Do you have a strategy for explaining the stakeholders' goals and actions to each other? For persuading them that the other stakeholders' goals are reasonable and equitable?
Have you been able to help the parties build trust with each other? With you?
Power / BATNAs
Are you clear about the nature of power and how it affects the parties' "alternatives to a negotiated agreement?" Are you clear about the powers available to other stakeholders? Have you been able to demonstrate to people the powers that the parties are willing to use to defend their interests? (Here you should consider legal, political, and economic power as well as the ability to undertake or resist violent assaults.)
For more information on this topic, see: Best Alternative to a Negotiated Agreement (BATNA), Understanding Power, Coercive Power, Exchange Power, Integrative Power, Nonviolence, Power Inequities, Empowerment, Sanctions: Diplomatic Tool, or Warfare by Other Means, Incentives
Do you know how much of the current conflict might be attributable to misunderstandings? If not, do you know how to set up communication processes that might be able to answer this question?

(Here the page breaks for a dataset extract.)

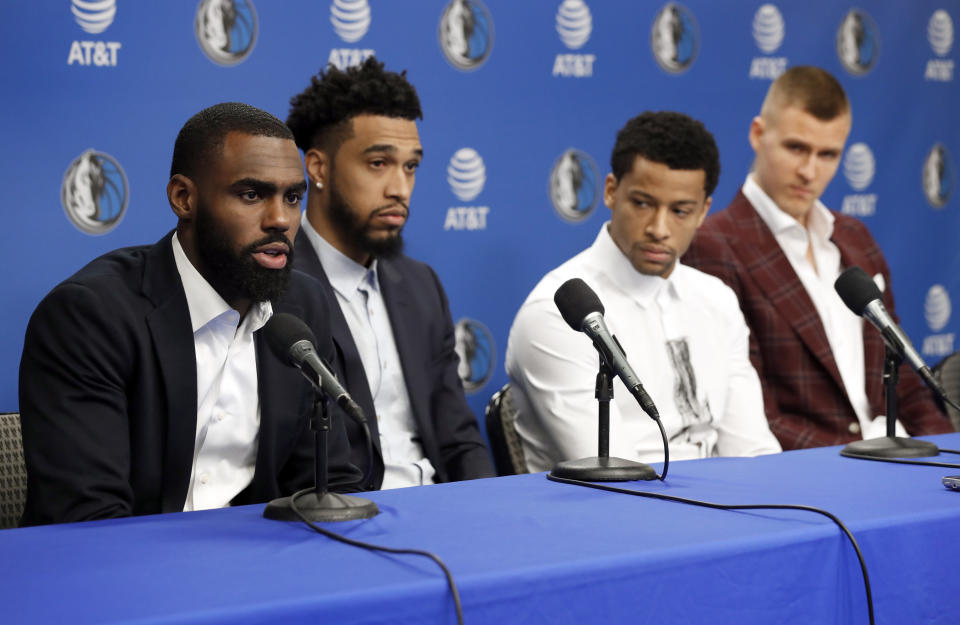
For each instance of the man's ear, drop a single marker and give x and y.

And, do you know how to set up communication processes that might limit these misunderstandings?
For more information on this topic, see: Misunderstandings, Channels of Communication, In-Depth Communication, Cross-Cultural Communication, Large-Scale Communication, Interpersonal - Small-Scale Communication
Emotional and Psychological Dimensions
Do you know to what extent the parties' responses are due to emotional and psychological dimensions, such as anger, fear or prejudice? Do you know what is causing these reactions and how to address them?

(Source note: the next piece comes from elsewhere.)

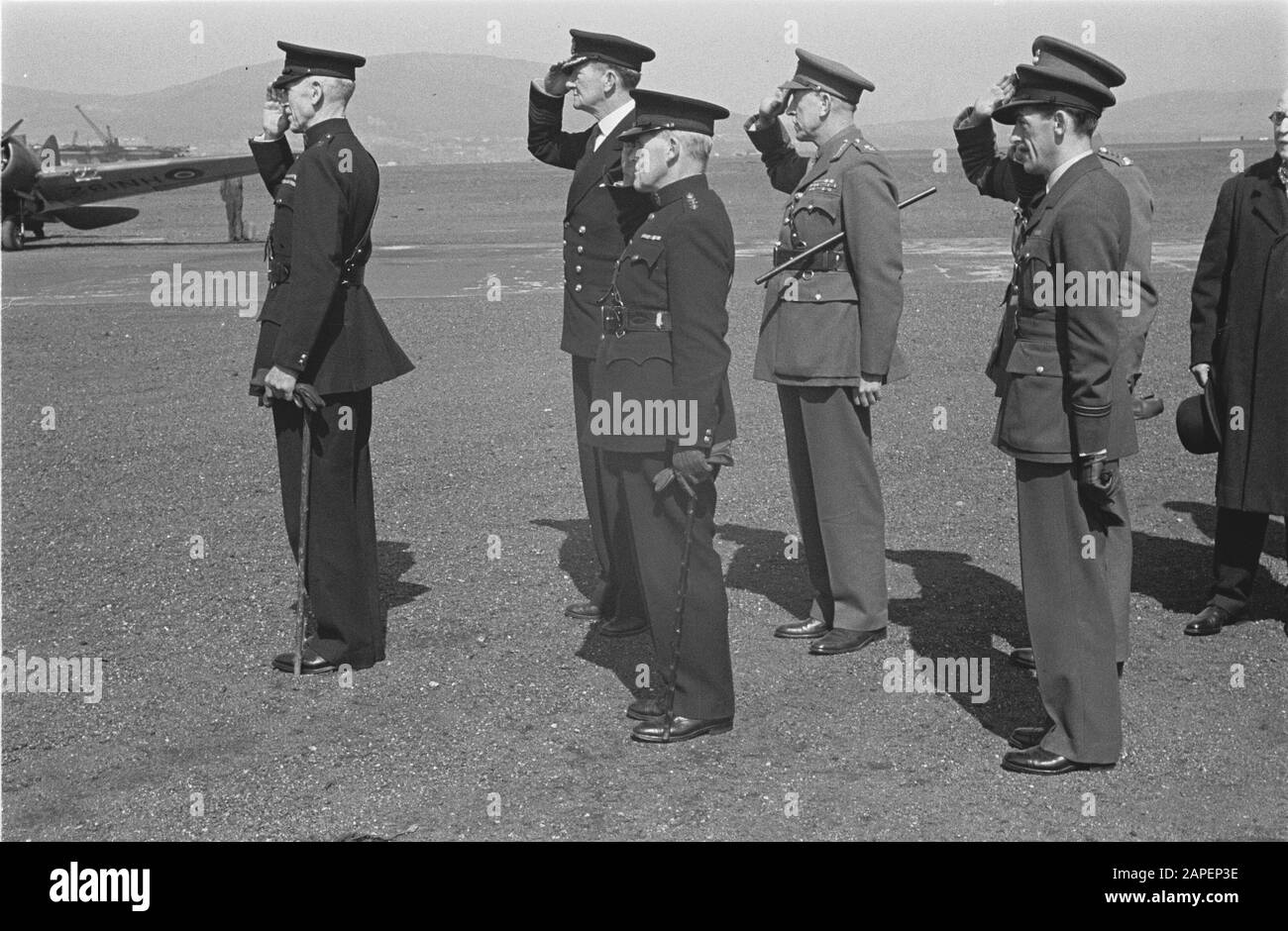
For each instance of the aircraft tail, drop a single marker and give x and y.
(50, 155)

For more information on this topic, see: Emotions, Prejudice, Anger, Fear, Managing Interpersonal Trust and Distrust, Guilt and Shame, Humiliation, Dehumanization, Delegitimization, Victimhood, Face, Siege Mentality, Trauma Healing
Do you know how much of the conflict is attributable to disagreements regarding the basic facts? If not, do you know how to set up communication processes that might be able to answer this question? And, do you know how to set up joint fact-finding processes that might limit factual disagreements?
Do you know how to use the media to your advantage?

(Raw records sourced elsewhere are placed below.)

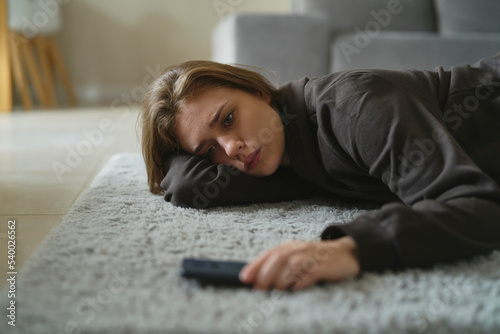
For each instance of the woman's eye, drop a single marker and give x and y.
(228, 119)
(210, 152)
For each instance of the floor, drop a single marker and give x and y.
(47, 158)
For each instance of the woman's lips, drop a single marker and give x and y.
(253, 159)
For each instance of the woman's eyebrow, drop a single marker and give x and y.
(212, 123)
(217, 115)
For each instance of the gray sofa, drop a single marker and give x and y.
(323, 36)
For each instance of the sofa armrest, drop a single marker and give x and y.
(292, 46)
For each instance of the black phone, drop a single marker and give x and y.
(215, 272)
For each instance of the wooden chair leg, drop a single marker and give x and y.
(34, 73)
(18, 73)
(61, 68)
(47, 77)
(5, 68)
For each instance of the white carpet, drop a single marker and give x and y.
(111, 266)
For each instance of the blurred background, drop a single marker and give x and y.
(109, 47)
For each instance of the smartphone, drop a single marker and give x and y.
(215, 272)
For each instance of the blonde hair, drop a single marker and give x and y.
(176, 86)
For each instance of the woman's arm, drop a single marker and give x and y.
(192, 181)
(451, 207)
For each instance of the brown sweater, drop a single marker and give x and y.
(424, 144)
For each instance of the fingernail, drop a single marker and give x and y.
(243, 275)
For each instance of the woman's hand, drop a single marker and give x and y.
(296, 265)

Do you know how much of the conflict is attributable to escalation and polarization? Have you developed and implemented effective steps to limit or reverse this effect?
If the conflict becomes violent, do you have a strategy for de-escalating the violence? If the violence is on a small scale, such as gang violence in a school, is it possible for you to prevent the violence? If the violence is on a national or international scale, is there anything you can do to decrease the suffering caused by the violence or to implement violence prevention programs or strategies?
Do you have a strategy for dealing with extremist groups such as paramilitaries or terrorists?
If the conflict you are involved in has become overly complex, do you understand theories of complexity and how to deal with it?
Dispute Systems Design
Do you expect a continuing series of similar disputes? Do you know about options for developing a system for the handling of routine disputes?
For more information on this topic, see: Designing New Dispute Resolution Systems
Do you know how to design a successful peace agreement, including things like how to reintegrate ex-combatants back into society, how to enforce the agreement, and how to create social structural change?
For more information on this topic, see: Peace Agreements, Substantive Provisions of Peace Agreements, Addressing Injustice, Security Guarantees, Social Structural Change, Reconstruction Programs, Reintegration of Ex-Combatants, Humanitarian Aid and Development Assistance, Power Sharing, Compensation Programs, Procedural Components of Peace Agreements, Monitoring of Agreements, Enforcement Mechanisms
Does the conflict involve a history of unrightable wrongs? Are you aware of options for transforming such conflicts?
Envisioning the Future
Have you envisioned the end goals of the peacebuilding process?